Nazionale · 15 Settembre 2026

Borse in calo sull’onda del rialzo dei prezzi energetici: Milano cede l’1,48%

Brent e gas in forte aumento; rendimenti dei Treasury oltre il 5% spingono i tassi e pesano sui listini

Borse in calo sull’onda del rialzo dei prezzi energetici: Milano cede l’1,48%

Non si attenua la pressione sui prezzi dell’energia: il Brent ha sfiorato i 110 dollari al barile, ha chiuso ieri a 105 dollari e oggi è risalito fino a 107,5 dollari, quasi +10% nella settimana. Alla vigilia della guerra in Iran, a metà febbraio, il Brent si attestava a 66 dollari al barile.

Anche il gas registra un rialzo del 9% nella settimana. La corsa a riempire gli stoccaggi in Europa ha portato il prezzo a superare questa mattina gli 83 euro al megawattora, per poi ripiegare a quota 82,2 €/MWh.

Le prospettive di un aumento dell’inflazione continuano a spingere i rendimenti dei titoli di Stato: i Treasury americani a dieci anni hanno superato il 5% (5,03%), livello massimo dal 2007. Domani è prevista la conclusione della riunione di politica monetaria della Federal Reserve; secondo il FedWatch Tool di Cme Group le probabilità di un aumento dei tassi di 25 punti base sono del 92%.

Il rendimento del Btp italiano è al 4,44%, con lo spread rispetto al Bund tedesco salito leggermente a 89 punti base.

Le borse hanno risentito di questi movimenti: Milano era scesa ieri di oltre l’1,5% e oggi perde ancora l’1,48% sul Ftse Mib, a quota 51.030 punti. Nel resto d’Europa Londra e Parigi segnano -0,90%, Francoforte -0,67%.

Ieri hanno sofferto in particolare i titoli dei semiconduttori e quelli legati all’intelligenza artificiale e ai data center, dopo l’appello dei vertici di Anthropic, OpenAI e di Elon Musk a rallentare lo sviluppo dell’AI per valutarne i rischi. L’indice Sox (Philadelphia Semiconductor Index) è sceso del 5,86%.

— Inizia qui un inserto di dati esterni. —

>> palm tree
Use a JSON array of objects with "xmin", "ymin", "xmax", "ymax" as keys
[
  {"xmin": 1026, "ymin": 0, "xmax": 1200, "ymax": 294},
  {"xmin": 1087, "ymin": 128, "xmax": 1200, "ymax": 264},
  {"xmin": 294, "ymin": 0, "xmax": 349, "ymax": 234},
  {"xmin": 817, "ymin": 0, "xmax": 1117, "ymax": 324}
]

In avvio a Piazza Affari salgono i titoli energetici: il maggiore rialzo è per Tenaris (+1,48%). In crescita anche Avio (+1,03%), che nelle scorse ore ha lanciato con successo il satellite Sentinel-3C per la Commissione Europea e il satellite FLEX per l’Agenzia Spaziale Europea (ESA) dallo Spazioporto europeo in Guyana Francese con un razzo Vega C.